Tout au long de ces dernières années, les libertés font partie d’une transmission de doctrines anciennes en iran. Dans une époque de l’histoire, durant le période de la dynastie des Achéménides, on remarque la présence d’une tolérance de quantité en ce qui concerne la religion. Mais pendant le 20e siècle, ce pays subit souvent des changements à la fois politiques et sociaux, qui s’accompagnent de nombreux bouleversements dans la mise en pratique de principe de tous les droits de l’homme. Explications !
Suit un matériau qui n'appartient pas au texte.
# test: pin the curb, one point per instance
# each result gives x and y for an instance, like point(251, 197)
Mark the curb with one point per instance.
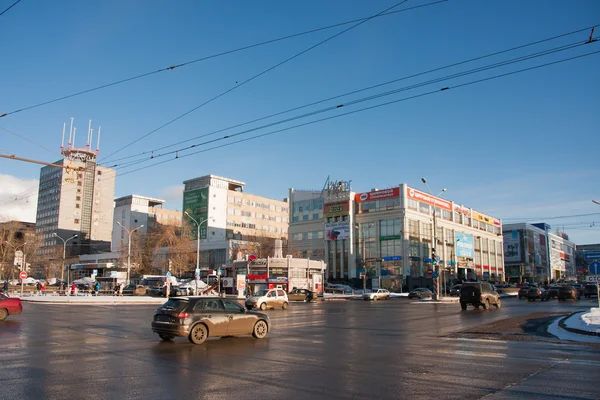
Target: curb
point(562, 325)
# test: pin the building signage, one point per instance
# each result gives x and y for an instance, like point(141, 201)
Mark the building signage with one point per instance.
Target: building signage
point(428, 199)
point(465, 246)
point(336, 209)
point(512, 246)
point(195, 203)
point(377, 195)
point(337, 230)
point(485, 219)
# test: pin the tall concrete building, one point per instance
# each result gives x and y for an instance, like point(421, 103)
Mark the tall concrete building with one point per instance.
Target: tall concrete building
point(76, 199)
point(232, 222)
point(134, 211)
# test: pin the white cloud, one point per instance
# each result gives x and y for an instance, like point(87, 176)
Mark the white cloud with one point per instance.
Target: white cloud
point(173, 195)
point(18, 198)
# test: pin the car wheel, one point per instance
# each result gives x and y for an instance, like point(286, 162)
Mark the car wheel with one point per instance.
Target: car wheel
point(260, 329)
point(199, 334)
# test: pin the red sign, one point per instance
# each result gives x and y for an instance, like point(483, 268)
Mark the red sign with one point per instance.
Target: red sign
point(377, 195)
point(428, 199)
point(256, 277)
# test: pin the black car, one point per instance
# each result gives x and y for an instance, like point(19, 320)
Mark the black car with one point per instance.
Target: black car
point(478, 294)
point(538, 293)
point(199, 317)
point(590, 290)
point(523, 292)
point(568, 293)
point(553, 292)
point(420, 293)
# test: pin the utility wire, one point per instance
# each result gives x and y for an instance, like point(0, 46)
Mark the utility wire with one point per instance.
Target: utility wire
point(254, 77)
point(368, 108)
point(368, 98)
point(361, 90)
point(11, 6)
point(172, 67)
La position des autorités de l’Islam

Lors de la conférence qui a eu lieu le 27 avril 2005, l’Ali Khamenei, le plus haut responsable à la fois religieux et politique en république islamique dénommé « Guide suprême » affirme que les droits de l’homme font également partie d’un instrument servant à attaquer l’islam. Auparavant, tout au long de sa conférence d’ouverture du cinquième discours de la pensée Iranienne en 1987, le guide suprême avait parlé, affirmant s’exprimer au nom du texte sacré de l’islam (coran), le primat de la loi canonique de l’Islam sur les droits humains et le mépris de ceux-ci, comme une invention occidentale qui ne considère pas le Coran comme principe des droits humains. Il avait déclaré son mépris des droits humains comme contexte dans les déclarations universelles. L’égalité des sexes, les droits à la liberté religieuse, de croyance, de pensée et d’expression, arguant que le livre sacré des Musulmans comprendrait tous les droits subjectifs essentiels à partir de XIVe siècles. Cela s’explique par le fait que la liberté d’expression est restreinte conformément au coran, et les droits des femmes sont publiés par ce dernier. Pour plus d’informations, cliquez sur www.maryam-rajavi.com

La limitation des libertés et la domination d’innombrables catégories sociales

Le cas des Droits de l’Homme a été considéré comme critique en Iran. Les principales libertés sont limitées après la révolution iranienne. Beaucoup de facteurs, dont certains nouveaux, déclare la violation par le régime iranien du droit des employés, de la liberté en iran d’exprimer des doctrines politiques et des droits civils. Le gouvernement de Téhéran a été condamné par une variété de résolutions de la commission et de l’Assemblée générale de l’Organisation des Nations Unies (ONU). A partir de l’année 1979, l’Etat Islamique a exécuté cent vingt milles militants au minimum, selon le Conseil National de la Résistance Islamique. Trente milles parmi eux ont été abattus en quelques mois de l’année 1988 fondé sur l’Avis d’un religieux musulman sunnite faisant partie d’un interprète de la loi islamique qui dénonce leurs actions perturbatrices et pilotées depuis l’extérieur.  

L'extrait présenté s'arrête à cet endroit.